Film: Beirut

July 20, 2018

Director Brad Anderson has a solid track record for modest but attractively produced thrillers. His recent film Beirut (2018) adds to this reputation, a smartly crafted espionage tale that provides a nice meaty role for Jon Hamm. In the early seventies, Mason Skiles (Hamm) is a U.S. diplomat in Lebanon whose life takes a tragic turn. Ten years later, retired from government service, Skiles is a low-rent labor union arbitrator, deep in the bottle and living in the shadow of this tragedy. He receives an unappealing approach from an old acquaintance to return to Beirut to deliver an academic lecture. Going back to Beirut is the last thing he wants to do, but eventually he’s persuaded, suspecting intrigue that indeed comes to pass. It turns out the American government needs him to serve as an exchange negotiator for a CIA officer named Cal Riley (Mark Pellegrino), an old friend who’s fallen into the hands of a terrorist named Karim (Idir Chender)—with whom Skiles also has a history.

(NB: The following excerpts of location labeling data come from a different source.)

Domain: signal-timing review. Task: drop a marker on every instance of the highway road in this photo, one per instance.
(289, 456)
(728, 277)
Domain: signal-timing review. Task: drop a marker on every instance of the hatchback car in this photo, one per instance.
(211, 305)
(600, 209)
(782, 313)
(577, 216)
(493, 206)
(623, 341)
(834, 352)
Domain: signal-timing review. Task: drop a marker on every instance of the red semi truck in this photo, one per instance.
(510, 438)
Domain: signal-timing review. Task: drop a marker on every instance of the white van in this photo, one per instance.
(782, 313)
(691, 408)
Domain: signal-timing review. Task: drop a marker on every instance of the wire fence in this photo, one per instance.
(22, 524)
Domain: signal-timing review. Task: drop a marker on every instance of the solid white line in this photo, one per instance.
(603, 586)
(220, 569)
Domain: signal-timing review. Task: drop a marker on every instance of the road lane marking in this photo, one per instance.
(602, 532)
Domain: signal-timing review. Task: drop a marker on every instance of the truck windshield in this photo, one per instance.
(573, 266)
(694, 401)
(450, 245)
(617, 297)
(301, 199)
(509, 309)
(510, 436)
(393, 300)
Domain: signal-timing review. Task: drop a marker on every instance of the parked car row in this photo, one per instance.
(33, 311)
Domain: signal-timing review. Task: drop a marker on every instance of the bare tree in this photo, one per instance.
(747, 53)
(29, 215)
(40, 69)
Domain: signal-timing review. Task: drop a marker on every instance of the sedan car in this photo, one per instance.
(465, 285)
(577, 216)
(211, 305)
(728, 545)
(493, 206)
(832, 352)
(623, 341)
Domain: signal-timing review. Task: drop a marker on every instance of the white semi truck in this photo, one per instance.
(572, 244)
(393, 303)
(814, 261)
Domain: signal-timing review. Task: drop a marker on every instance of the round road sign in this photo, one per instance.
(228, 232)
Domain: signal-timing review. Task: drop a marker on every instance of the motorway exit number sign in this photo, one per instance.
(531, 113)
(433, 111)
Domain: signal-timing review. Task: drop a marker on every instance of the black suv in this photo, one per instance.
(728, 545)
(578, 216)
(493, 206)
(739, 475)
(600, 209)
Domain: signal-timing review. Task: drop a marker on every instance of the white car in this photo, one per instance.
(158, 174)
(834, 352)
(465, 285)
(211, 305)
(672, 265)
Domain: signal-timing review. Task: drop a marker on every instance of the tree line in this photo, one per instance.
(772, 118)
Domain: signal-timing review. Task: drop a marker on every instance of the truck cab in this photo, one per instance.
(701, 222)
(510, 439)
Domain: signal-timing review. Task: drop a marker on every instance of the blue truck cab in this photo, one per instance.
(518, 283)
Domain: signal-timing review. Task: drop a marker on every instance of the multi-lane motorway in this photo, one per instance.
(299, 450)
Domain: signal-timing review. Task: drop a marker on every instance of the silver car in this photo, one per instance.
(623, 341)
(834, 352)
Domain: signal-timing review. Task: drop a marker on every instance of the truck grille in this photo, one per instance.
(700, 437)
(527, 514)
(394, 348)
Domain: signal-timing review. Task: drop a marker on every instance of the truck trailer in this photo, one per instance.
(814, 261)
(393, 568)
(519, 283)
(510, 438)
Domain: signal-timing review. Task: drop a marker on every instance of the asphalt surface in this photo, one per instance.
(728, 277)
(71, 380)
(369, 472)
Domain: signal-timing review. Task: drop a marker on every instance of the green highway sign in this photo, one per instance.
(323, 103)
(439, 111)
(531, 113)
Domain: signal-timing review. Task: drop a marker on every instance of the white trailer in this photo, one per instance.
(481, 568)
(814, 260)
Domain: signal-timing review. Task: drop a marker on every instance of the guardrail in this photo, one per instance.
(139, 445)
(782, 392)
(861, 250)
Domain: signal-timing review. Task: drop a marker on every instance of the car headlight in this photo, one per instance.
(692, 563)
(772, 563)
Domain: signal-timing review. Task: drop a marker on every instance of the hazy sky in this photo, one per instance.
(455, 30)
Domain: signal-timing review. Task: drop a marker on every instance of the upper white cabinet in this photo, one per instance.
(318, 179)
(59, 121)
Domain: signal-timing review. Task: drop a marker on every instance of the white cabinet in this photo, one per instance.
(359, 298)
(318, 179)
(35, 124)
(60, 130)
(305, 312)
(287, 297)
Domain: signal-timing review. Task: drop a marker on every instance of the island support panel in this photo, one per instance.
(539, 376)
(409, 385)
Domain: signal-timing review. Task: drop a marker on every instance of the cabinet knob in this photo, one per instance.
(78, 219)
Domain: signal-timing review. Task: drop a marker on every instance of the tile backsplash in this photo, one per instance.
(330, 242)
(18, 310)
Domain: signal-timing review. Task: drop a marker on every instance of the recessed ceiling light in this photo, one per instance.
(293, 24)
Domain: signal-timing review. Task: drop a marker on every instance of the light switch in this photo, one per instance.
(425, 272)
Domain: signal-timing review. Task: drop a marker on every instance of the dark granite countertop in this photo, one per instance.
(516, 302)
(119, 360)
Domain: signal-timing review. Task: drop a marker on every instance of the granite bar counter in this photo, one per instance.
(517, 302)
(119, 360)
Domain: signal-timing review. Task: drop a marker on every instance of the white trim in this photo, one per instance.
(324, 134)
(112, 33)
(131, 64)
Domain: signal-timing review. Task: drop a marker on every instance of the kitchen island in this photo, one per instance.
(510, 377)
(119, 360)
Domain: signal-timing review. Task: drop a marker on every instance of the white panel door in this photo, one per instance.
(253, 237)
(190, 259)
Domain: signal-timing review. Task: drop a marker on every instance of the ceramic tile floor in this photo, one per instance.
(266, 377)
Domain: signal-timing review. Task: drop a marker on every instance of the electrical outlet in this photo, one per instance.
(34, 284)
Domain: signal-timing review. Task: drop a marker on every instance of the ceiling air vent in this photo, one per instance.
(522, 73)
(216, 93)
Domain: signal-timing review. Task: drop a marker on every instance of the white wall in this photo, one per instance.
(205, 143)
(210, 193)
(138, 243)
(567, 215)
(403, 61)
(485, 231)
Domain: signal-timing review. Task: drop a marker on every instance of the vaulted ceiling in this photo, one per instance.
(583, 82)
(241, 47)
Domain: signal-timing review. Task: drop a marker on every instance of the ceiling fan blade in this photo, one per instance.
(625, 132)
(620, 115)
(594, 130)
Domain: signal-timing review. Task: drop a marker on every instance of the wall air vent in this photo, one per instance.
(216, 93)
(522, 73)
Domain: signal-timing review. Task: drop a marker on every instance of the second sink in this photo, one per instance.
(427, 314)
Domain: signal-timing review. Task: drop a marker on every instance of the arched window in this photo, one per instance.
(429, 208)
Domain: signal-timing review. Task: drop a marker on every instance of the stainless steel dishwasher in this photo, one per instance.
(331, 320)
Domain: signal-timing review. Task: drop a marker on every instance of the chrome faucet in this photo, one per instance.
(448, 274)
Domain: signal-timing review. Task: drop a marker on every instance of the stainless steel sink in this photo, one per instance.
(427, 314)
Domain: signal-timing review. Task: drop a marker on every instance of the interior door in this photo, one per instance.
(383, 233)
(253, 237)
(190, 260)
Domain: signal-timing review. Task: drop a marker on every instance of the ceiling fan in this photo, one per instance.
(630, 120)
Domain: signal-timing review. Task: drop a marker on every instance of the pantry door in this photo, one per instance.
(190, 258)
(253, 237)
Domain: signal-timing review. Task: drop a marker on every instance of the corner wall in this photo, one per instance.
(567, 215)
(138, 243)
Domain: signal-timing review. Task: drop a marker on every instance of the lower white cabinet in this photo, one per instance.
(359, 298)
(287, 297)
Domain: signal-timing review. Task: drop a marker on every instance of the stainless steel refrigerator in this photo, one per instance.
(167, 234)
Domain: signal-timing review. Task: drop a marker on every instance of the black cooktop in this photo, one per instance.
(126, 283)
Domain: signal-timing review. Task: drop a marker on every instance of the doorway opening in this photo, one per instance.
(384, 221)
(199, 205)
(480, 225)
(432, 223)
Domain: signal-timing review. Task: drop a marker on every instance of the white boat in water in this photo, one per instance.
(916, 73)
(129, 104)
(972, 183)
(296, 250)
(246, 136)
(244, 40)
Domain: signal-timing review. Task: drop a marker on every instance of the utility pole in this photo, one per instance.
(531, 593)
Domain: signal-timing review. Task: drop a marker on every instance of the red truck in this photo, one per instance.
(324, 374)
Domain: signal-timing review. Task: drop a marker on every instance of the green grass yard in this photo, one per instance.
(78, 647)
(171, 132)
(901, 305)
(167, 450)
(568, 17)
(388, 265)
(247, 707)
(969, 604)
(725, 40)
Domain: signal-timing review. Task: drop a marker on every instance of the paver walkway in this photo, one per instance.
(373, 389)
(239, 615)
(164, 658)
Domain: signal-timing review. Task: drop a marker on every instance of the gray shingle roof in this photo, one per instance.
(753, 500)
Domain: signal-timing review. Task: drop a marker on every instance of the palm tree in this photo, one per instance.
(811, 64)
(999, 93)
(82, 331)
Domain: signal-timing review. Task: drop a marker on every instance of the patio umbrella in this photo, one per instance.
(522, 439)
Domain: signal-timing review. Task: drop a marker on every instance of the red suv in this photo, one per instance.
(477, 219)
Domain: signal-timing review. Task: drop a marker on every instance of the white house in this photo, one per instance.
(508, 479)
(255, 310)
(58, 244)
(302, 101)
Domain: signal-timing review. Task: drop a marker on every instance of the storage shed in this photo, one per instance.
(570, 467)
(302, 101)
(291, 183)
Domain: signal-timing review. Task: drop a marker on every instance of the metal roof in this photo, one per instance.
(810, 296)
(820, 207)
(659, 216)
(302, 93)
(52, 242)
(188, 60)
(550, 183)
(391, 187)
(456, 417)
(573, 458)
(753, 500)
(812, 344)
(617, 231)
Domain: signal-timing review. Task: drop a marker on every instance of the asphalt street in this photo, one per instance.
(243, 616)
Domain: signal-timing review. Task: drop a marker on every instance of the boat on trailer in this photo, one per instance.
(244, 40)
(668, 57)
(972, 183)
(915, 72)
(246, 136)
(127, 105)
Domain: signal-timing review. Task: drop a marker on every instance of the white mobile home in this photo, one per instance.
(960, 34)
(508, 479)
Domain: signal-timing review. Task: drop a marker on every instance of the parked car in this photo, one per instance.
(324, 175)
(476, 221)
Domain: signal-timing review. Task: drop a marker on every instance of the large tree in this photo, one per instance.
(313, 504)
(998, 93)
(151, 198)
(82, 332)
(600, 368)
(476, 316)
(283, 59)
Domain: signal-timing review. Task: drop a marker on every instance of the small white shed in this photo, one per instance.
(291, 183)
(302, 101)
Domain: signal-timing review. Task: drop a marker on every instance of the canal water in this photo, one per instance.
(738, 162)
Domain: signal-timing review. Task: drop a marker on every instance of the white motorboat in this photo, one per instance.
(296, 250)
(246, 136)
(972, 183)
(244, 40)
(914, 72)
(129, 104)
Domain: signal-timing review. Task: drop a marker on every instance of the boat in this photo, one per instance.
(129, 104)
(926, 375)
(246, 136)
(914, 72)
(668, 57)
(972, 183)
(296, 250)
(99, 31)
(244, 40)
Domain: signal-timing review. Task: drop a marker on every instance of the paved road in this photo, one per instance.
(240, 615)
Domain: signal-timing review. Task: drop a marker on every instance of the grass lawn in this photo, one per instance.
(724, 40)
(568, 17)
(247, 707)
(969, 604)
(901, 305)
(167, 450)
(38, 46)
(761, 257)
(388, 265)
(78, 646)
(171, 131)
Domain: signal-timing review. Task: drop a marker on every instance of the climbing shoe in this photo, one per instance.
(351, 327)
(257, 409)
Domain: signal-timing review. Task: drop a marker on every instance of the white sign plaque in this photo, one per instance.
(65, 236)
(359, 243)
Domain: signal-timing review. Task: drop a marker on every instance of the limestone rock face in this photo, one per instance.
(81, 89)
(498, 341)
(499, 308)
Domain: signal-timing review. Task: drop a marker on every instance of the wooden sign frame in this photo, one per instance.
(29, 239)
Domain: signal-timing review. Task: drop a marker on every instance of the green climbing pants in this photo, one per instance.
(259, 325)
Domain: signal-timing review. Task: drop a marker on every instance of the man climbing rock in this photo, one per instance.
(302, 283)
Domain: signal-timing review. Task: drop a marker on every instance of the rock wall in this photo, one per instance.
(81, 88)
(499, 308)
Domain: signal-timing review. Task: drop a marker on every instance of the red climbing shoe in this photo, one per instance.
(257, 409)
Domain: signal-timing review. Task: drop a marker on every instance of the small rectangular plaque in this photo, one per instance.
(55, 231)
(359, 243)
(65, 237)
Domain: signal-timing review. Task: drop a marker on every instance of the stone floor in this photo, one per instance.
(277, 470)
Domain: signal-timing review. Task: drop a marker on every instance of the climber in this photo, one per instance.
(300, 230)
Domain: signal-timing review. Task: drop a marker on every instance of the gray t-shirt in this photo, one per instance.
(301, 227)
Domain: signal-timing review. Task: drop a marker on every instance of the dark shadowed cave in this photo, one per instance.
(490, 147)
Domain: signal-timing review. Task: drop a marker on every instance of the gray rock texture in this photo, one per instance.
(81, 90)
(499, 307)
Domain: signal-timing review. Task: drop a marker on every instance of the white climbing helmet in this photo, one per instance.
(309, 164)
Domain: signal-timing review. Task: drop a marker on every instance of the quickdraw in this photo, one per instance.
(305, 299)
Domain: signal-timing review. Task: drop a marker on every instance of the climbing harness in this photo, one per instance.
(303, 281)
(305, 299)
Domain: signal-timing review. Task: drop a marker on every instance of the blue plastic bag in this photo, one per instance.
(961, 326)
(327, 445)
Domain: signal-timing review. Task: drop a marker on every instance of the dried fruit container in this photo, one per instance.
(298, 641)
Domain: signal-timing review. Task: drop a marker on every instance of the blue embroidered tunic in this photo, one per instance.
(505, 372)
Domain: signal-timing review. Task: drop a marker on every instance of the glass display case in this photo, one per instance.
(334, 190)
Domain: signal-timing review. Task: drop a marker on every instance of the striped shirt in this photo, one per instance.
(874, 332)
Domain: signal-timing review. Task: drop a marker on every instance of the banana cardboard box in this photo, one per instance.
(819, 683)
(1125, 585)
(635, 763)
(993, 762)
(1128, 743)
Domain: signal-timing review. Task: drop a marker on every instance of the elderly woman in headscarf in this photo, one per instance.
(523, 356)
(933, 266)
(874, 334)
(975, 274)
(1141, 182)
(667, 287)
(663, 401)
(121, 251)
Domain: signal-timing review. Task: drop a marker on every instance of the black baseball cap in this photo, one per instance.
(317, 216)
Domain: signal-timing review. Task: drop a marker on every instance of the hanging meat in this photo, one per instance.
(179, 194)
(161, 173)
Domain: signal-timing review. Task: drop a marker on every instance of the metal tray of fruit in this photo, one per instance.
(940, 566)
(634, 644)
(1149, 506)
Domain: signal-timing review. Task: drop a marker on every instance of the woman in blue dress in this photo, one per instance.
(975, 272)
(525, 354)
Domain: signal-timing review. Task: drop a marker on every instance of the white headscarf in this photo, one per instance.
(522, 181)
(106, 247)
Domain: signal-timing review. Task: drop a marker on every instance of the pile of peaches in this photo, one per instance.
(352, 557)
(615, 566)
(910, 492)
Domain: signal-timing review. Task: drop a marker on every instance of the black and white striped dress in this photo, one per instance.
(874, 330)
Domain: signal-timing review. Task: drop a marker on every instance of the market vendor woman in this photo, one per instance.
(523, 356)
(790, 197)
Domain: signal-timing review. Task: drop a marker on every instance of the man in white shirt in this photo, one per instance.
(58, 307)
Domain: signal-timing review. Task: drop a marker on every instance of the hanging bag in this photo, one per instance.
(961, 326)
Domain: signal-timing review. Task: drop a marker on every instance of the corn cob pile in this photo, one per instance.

Beirut is classic spy fare executed with confidence. It delivers many of the genre’s requisite tropes, most effective among them its focus on a cynical, run-down protagonist getting lured out retirement for one last job. Hamm is perfectly suited to this role, and his performance is a major selling point. Of course, some of the tropes aren’t exactly assets. Here’s another spy movie, for example, with a token female character (Rosamund Pike, excellent as a CIA officer and ally to Skiles), and another less-than-nuanced depiction of the Middle East, curiously low on Middle-Eastern characters. Hollywood could certainly stand to drum these failings out of the genre. But it’s a well structured affair with a twisty, compelling plot and great acting from Hamm, Pike, Pellegrino, Chender, Dean Norris, Shea Whigham, and the rest of the cast. For the most part, it’s a solid, satisfying episode of spy cinema.